Gold And Stocks Riding The Same Bus

February 11, 2010

 

Most recently—say, in the past month—gold's equity correlation has become strongly positive while gold's correlation to bonds moved dramatically in the negative direction.

 

Correlations To COMEX Spot Gold

(Through 09-Feb-10)

 

S&P

500

MSCI

ACWI

BarCap

Agg

Last 30 days

0.77

0.79

-0.51

Last 60 days

0.60

0.71

-0.21

Last 90 days

0.53

0.61

-0.20

Last 180 days

0.48

0.56

-0.13

Last 360 days

0.02

0.18

0.00

Last 431 days

-0.01

0.15

0.00

 

These assets have been particularly reactive to vagaries in the U.S. dollar's value. The dollar's been resurgent as capital flows—particularly to U.S. Treasurys—left the equity markets shaken and caused investors to shun gold in favor of the greenback. Essentially, fear of the dollar has been trumped by fear of everything else. This caused not only disparate performance in different asset classes, but breakdowns in the relationships between them.

"All fine and good," I hear you say, "But, what's this mean to me? How's this affecting my portfolio?"

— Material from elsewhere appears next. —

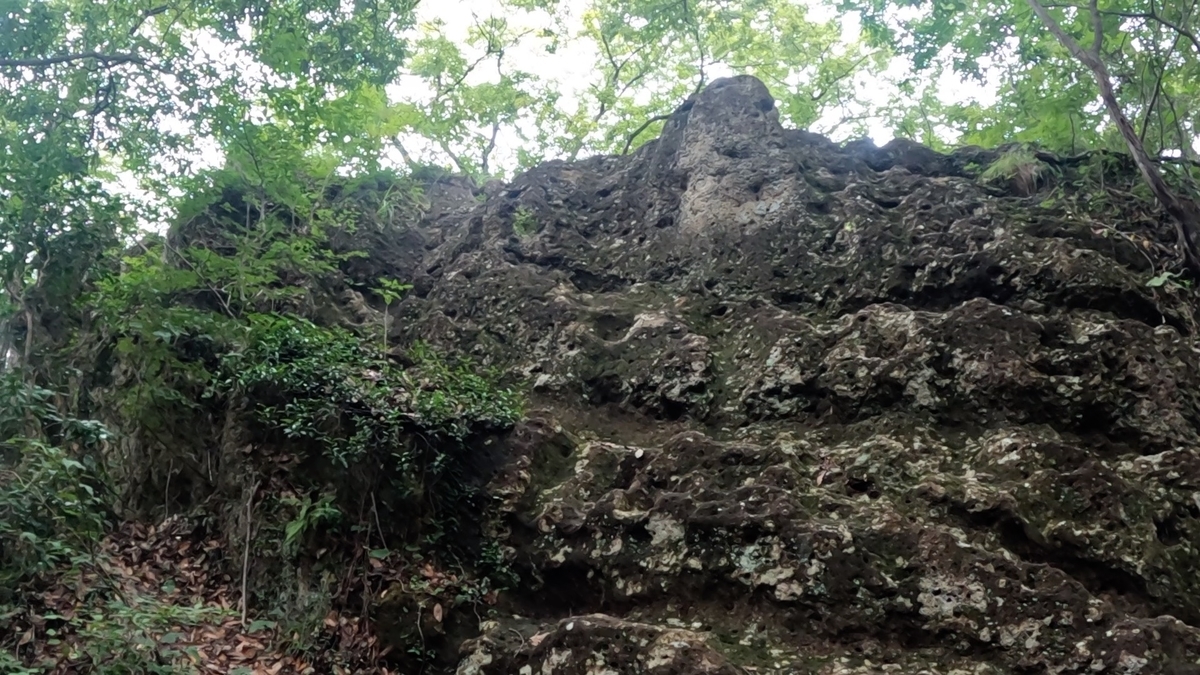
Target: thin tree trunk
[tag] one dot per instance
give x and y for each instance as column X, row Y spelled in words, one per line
column 1185, row 211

So far, the tightening correlation to equities hasn't been that costly; after all, equities over the past year haven't been a bad place to be, but it could become more noisome if it persists. Gold hasn't lost its diversifying power yet. In a model portfolio consisting of 25 percent domestic stocks, 25 percent foreign equities, 40 percent domestic fixed income and 10 percent gold, the metal's ameliorative influence can be clearly seen over the past couple of years, but is now starting to wane.

 

Model Portfolio Performance (Rebalanced Monthly)

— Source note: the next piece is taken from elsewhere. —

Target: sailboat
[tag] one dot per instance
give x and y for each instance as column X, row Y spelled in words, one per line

Model Portfolio Performance

 

Portfolio owners are naturally more concerned when correlations tighten between losing assets. Gold sinking alongside stocks is viewed as a problem; metal piggybacking on a climbing equity market doesn't seem so bad.

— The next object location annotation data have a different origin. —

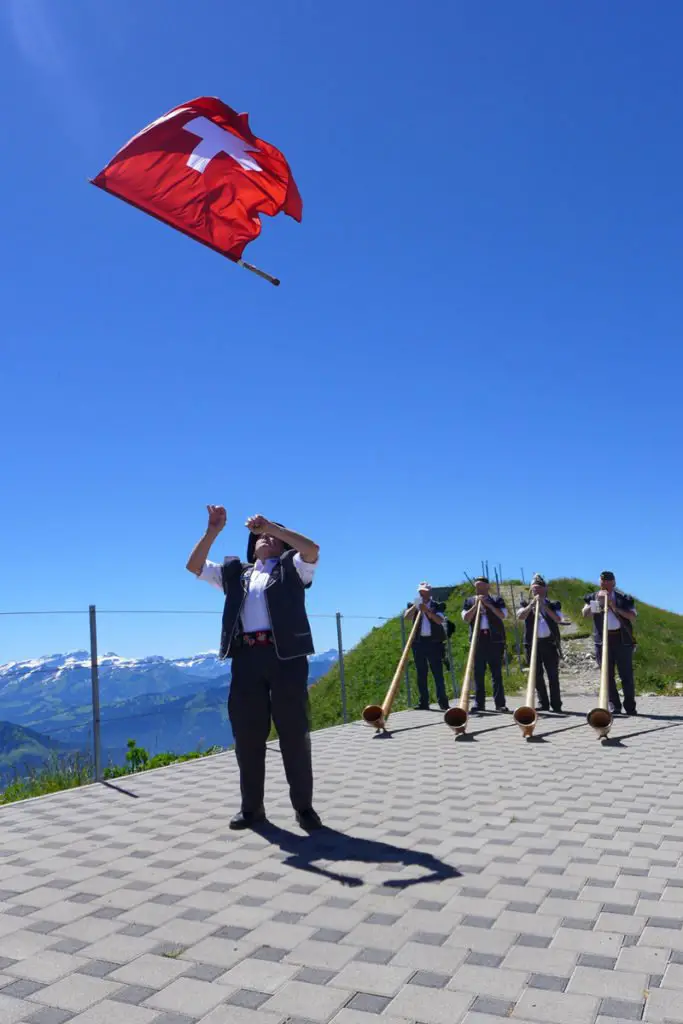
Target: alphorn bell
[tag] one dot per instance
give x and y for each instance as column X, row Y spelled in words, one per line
column 456, row 718
column 525, row 717
column 600, row 718
column 377, row 715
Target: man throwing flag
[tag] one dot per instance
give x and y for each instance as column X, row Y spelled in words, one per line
column 265, row 632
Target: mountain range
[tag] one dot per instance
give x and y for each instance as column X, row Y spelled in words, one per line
column 164, row 704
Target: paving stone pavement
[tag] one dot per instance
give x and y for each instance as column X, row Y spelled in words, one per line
column 457, row 882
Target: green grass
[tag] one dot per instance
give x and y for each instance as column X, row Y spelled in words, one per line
column 70, row 771
column 369, row 668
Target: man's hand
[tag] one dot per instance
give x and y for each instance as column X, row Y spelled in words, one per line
column 217, row 518
column 259, row 524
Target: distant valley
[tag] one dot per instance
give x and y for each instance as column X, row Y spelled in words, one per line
column 175, row 705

Only time will tell how long the current alignment persists. Investors and their advisers, like bus riders on a novel route, can look back on their maps to chart the historic course of gold/stock correlations and take comfort in knowing that these coefficients will likely revert to their means. Still, portfolio owners should be prepared for some back-and-forth along the way.